A coalition of individuals gathered in support of Cleveland City Council’s leadership this past Monday, April 8. According to a media release from the City of Cleveland’s Office of the Council, demonstrations were to include Councilman Matt Zone, Cleveland Sustainability chief Jenita McGowan, Lorry Wagner, president of LEEDCo., Dawna Rotert, president of BDL General Contracting, Laura Ponikvar of Mom’s Clear Air Force, and Al Frasz of Dovetail Solar and Wind.

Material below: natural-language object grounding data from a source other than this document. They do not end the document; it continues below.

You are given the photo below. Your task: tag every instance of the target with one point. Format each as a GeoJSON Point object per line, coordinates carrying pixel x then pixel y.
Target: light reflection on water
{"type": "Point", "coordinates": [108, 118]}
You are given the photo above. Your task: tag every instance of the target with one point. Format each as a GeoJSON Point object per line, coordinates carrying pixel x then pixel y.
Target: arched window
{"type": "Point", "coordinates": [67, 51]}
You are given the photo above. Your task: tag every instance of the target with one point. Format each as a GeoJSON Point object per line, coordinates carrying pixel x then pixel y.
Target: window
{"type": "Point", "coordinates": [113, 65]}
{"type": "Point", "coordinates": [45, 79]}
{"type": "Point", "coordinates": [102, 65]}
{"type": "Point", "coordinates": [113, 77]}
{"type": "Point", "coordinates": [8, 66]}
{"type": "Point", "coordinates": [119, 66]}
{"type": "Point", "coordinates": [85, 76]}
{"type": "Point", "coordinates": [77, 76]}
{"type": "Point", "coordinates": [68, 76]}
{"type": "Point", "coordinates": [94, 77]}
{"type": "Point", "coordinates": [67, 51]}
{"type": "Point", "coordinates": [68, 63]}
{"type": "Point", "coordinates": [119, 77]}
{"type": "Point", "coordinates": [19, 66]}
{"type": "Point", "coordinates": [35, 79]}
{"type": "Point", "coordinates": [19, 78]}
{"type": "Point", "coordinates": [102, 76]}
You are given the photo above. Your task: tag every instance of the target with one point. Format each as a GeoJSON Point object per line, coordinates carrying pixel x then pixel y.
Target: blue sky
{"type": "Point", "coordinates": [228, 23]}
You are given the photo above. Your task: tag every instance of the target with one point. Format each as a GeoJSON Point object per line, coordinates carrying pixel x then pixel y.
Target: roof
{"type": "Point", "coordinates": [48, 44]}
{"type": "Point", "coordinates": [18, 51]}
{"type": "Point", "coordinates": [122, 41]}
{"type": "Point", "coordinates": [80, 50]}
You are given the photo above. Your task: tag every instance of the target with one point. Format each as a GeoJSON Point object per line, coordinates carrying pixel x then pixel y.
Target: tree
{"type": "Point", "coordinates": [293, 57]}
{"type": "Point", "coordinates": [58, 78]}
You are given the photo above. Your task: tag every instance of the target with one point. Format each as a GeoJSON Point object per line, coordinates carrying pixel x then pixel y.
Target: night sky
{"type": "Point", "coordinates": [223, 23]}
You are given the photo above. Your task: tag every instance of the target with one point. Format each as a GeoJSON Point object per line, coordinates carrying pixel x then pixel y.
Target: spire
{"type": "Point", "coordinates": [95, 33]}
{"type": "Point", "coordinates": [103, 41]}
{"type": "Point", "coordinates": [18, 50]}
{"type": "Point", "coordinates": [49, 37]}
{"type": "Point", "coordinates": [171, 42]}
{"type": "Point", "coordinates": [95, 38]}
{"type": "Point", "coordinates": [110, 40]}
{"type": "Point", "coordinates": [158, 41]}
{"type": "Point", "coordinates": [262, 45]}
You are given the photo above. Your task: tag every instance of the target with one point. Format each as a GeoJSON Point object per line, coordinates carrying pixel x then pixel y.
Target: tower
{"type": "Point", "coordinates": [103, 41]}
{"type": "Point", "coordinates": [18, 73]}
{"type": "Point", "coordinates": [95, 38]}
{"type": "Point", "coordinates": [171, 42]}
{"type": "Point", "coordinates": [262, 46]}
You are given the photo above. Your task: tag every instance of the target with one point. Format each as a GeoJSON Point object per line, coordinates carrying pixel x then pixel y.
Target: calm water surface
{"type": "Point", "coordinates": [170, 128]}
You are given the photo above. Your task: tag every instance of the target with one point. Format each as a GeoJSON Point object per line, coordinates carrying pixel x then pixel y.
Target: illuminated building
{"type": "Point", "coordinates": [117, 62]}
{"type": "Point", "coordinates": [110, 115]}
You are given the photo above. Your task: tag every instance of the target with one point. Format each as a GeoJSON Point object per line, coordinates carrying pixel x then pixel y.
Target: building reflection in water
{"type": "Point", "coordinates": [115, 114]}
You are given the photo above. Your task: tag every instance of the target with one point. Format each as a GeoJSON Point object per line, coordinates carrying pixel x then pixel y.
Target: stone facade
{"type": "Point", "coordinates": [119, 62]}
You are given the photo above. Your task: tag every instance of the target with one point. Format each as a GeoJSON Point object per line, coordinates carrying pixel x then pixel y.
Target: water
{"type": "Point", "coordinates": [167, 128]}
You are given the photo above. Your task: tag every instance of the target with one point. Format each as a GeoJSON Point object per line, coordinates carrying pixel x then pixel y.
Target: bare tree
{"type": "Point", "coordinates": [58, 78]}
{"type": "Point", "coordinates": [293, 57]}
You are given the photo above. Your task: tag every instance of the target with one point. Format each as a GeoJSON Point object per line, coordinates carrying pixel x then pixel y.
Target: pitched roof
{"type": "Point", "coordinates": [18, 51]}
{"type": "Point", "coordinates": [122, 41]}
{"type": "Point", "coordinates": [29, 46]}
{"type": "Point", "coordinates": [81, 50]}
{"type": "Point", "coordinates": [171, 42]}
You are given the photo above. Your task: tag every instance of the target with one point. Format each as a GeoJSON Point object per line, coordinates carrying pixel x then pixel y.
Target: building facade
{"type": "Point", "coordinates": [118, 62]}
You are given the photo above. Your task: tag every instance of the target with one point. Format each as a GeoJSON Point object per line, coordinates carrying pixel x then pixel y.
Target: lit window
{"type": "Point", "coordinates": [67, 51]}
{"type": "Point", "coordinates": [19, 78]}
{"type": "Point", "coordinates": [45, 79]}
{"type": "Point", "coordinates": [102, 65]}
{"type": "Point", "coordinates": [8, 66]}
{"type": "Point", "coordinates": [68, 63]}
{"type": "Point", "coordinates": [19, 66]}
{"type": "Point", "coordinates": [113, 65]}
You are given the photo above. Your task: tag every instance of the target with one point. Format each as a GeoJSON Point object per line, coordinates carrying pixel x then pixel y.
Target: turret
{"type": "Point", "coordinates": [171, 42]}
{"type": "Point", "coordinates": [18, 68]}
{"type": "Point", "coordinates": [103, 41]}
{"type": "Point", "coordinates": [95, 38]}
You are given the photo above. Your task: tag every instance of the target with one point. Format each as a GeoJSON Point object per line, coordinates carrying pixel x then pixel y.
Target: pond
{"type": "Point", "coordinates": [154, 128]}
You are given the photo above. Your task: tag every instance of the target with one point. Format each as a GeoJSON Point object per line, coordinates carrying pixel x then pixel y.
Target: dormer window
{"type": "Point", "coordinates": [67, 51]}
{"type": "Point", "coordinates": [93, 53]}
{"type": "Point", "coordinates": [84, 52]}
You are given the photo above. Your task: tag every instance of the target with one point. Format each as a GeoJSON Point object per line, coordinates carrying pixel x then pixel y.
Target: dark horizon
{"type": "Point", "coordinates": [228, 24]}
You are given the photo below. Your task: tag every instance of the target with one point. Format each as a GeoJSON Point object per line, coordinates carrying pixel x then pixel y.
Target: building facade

The Council’s leadership has worked over the past decade to promote sustainability, renewable energy, and energy efficiency by means of initiative and other actions. Their work was honored during a press conference that focused on the city’s energy investments that “saved money and energy, put citizens to work, saved taxpayer money, and strengthened the city’s bottom line.” Because Ohio’s energy efficiency and renewable standards are currently under review, the leadership’s band of followers hoped to convince Columbus that Ohio’s Clean Energy Laws needed to be protected rather than weakened or removed.

Public action to occur on tax day

April 15, tax day, will be host to a “countrywide coalition of justice and peace groups [that] will demonstrate in downtown Cleveland for just and peaceful federal budget and tax policies,” according to a news release. Demonstrators plan to hold up colorful signs and banners that prod federal officials to “Stop the Cuts! Protect Social Security! Grow ‘Family-Wage’ Jobs! Tax the One Percent! End U.S. Wars and Occupations!”

Greg Coleridge, Director of the Northeast Ohio American Friends Service Committee and coalition representative, said, “Recently enacted social spending cuts, under sequestration, will impose cruel hardships for millions of persons across America, impacting hardest on mothers, children, veterans, students, and seniors here in Northeast Ohio.”

Among the demonstrators are Cleveland Peace Action, Veterans for Peace, Northeast Ohio American Friends Service Committee, Cleveland Jobs with Justice, Women Speak Out for Peace and Justice, No Cuts Coalition, Stop Targeting Ohio’s Poor, Black on Black Crime, Inc., Oppressed People’s Nation, Family Connection Center, and Imperial Women.